JPMorgan Chase & Co.
(JPM) is the more profitable company, earning 20. 4% net margin versus 13. 6% for The Hartford Financial Services Group, Inc. — meaning it keeps 20. 4% of every revenue dollar as bottom-line profit. Operating margin tells a similar story: JPM leads at 26. 0% versus 16. 8% for HIG. At the gross margin level — before operating expenses — JPM leads at 59. 9%, reflecting greater pricing power or product mix advantage. Stronger margins indicate durable pricing power, lower cost of revenue, or higher mix of software/services. They are one of the clearest signs of business quality.
07Is HIG or CB or JPM more undervalued right now?
The PEG ratio (forward P/E divided by expected earnings growth rate) is the most precise measure of undervaluation relative to growth potential.
By this metric, The Hartford Financial Services Group, Inc. (HIG) is the more undervalued stock at a PEG of 0. 44x versus JPMorgan Chase & Co. 's 0. 83x. A PEG below 1. 0 is traditionally considered the threshold for growth-adjusted undervaluation. On forward earnings alone, The Hartford Financial Services Group, Inc. (HIG) trades at 10. 0x forward P/E versus 14. 6x for JPMorgan Chase & Co. — 4. 6x cheaper on a one-year earnings basis. Analyst consensus price targets imply the most upside for HIG: 18. 2% to $151. 56.
08Which pays a better dividend — HIG or CB or JPM?

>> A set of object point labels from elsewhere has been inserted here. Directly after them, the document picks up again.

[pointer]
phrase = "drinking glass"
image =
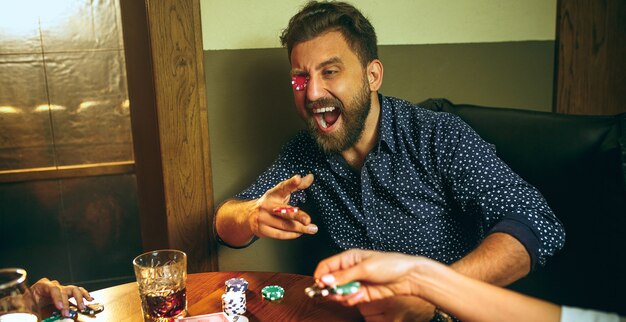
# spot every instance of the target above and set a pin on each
(161, 277)
(16, 300)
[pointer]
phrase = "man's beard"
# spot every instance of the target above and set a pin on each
(353, 118)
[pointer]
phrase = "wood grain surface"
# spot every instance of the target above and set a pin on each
(204, 291)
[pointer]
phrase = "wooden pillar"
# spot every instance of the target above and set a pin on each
(166, 85)
(591, 58)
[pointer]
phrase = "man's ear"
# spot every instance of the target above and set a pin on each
(375, 74)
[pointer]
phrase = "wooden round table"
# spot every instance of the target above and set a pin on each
(204, 295)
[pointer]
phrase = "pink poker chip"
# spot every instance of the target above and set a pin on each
(299, 82)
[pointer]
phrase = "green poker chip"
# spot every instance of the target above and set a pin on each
(273, 292)
(346, 289)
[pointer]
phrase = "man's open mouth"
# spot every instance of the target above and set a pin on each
(326, 116)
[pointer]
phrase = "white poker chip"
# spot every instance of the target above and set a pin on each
(238, 318)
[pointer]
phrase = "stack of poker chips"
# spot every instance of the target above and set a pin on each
(234, 299)
(345, 289)
(273, 293)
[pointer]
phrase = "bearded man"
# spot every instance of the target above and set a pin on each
(384, 174)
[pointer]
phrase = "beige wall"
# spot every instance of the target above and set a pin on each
(442, 54)
(239, 24)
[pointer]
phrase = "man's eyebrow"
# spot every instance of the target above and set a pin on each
(330, 61)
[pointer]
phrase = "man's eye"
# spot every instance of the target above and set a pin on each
(299, 82)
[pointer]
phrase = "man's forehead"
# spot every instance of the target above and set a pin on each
(328, 48)
(333, 60)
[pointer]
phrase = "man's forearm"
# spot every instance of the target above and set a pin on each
(472, 300)
(500, 260)
(231, 222)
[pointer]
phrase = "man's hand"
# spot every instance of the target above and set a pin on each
(398, 308)
(46, 291)
(387, 292)
(237, 222)
(266, 218)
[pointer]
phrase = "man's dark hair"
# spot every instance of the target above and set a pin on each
(317, 18)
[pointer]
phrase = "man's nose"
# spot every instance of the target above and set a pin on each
(315, 89)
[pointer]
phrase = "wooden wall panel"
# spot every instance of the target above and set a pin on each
(591, 72)
(170, 127)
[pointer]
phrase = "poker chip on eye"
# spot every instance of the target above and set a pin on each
(299, 82)
(273, 293)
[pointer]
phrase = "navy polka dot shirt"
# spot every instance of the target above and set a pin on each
(430, 187)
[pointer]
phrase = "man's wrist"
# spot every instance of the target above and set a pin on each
(441, 316)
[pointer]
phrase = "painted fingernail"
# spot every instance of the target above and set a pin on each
(284, 210)
(329, 279)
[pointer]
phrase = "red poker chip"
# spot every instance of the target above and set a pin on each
(299, 82)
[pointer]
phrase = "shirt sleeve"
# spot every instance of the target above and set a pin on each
(281, 169)
(285, 166)
(574, 314)
(484, 186)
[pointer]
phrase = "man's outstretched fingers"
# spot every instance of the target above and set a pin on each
(293, 213)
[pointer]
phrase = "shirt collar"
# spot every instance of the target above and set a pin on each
(386, 124)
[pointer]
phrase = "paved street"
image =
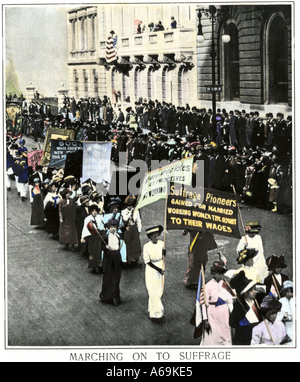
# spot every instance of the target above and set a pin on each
(52, 298)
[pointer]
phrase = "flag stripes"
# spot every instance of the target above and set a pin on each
(110, 49)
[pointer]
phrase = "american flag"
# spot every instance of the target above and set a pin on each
(110, 49)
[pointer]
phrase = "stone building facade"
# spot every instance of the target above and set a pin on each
(254, 68)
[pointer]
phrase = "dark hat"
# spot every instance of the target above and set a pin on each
(113, 202)
(64, 192)
(288, 284)
(218, 266)
(84, 199)
(270, 303)
(246, 254)
(130, 200)
(241, 283)
(252, 227)
(111, 222)
(275, 261)
(69, 179)
(155, 229)
(85, 188)
(94, 207)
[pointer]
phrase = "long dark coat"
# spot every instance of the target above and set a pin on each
(81, 213)
(111, 274)
(37, 209)
(243, 333)
(67, 229)
(204, 242)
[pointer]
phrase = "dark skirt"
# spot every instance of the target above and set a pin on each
(67, 229)
(133, 243)
(111, 276)
(52, 219)
(198, 255)
(94, 249)
(37, 210)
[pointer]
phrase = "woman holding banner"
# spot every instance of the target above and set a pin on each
(67, 214)
(153, 254)
(200, 244)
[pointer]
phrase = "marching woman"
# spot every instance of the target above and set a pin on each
(274, 282)
(51, 203)
(92, 234)
(200, 244)
(113, 213)
(153, 254)
(252, 239)
(82, 212)
(67, 213)
(133, 223)
(244, 315)
(112, 269)
(37, 206)
(270, 331)
(220, 304)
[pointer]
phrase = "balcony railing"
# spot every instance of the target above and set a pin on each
(163, 42)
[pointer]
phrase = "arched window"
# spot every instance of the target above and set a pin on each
(137, 83)
(151, 83)
(232, 65)
(125, 87)
(277, 61)
(164, 84)
(183, 86)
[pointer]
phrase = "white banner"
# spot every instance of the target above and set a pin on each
(96, 161)
(155, 183)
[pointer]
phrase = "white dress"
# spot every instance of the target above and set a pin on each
(259, 260)
(287, 310)
(154, 280)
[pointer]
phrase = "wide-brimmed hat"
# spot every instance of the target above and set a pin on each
(270, 303)
(245, 255)
(241, 283)
(275, 261)
(84, 199)
(288, 284)
(218, 266)
(113, 202)
(130, 200)
(64, 192)
(94, 207)
(155, 229)
(69, 179)
(252, 227)
(113, 222)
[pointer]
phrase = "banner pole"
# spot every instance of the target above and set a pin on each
(165, 222)
(240, 215)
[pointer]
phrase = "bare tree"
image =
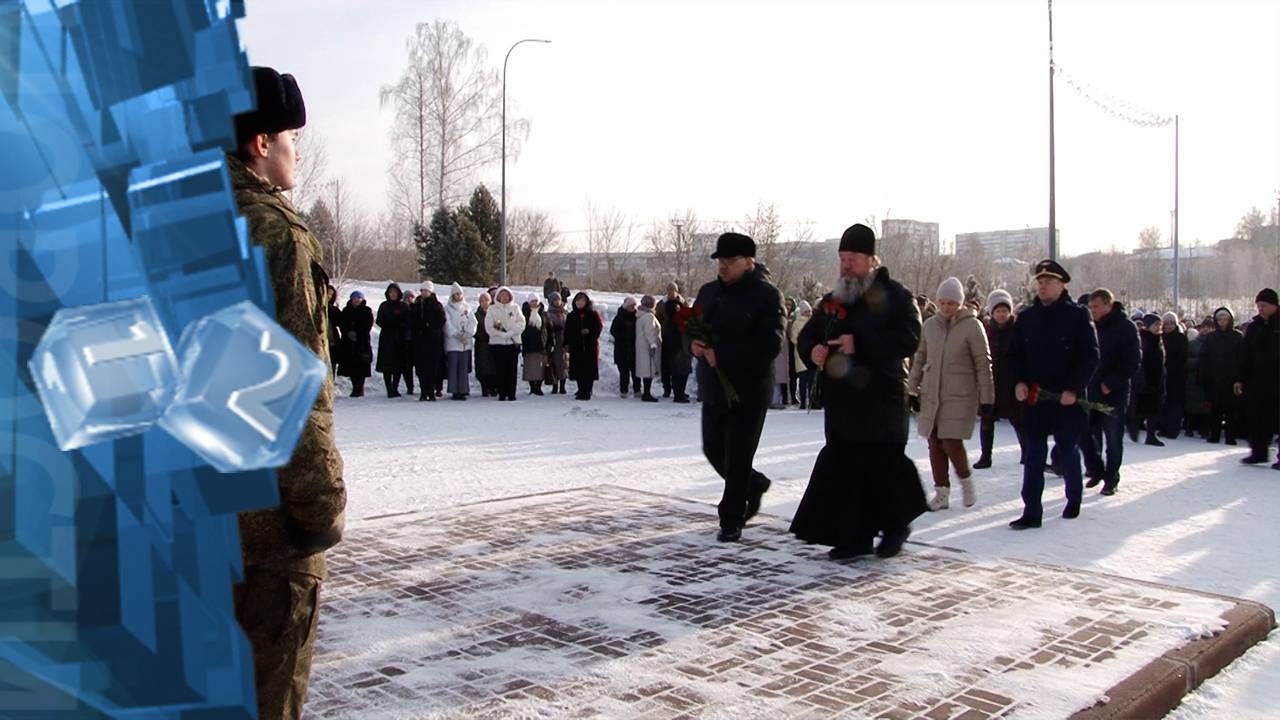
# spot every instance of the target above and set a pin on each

All stocks in this comparison pay dividends.
JPMorgan Chase & Co. (JPM) offers the highest yield at 1. 8%, versus 1. 2% for Chubb Limited (CB).
09Is HIG or CB or JPM better for a retirement portfolio?
For long-horizon retirement investors, Chubb Limited (CB) is the stronger choice — it scores higher on the combination of lower volatility, dividend reliability, and long-term compounding (low volatility (β -0.
20), 1. 2% yield, +185. 9% 10Y return). Both have compounded well over 10 years (CB: +185. 9%, JPM: +481. 2%), confirming both are viable long-term holds — but the lower-volatility option typically results in less emotional selling during corrections. Retirement portfolios generally favour predictability over maximum returns. Consult a financial advisor before making allocation decisions.
10What are the main differences between HIG and CB and JPM?
Both stocks operate in the Financial Services sector, making this a peer-level intra-sector comparison — the same macro tailwinds and headwinds will affect both.
These fundamental differences mean investors should not choose between them on a single metric — the "better stock" depends entirely on which of these characteristics aligns with your investment strategy.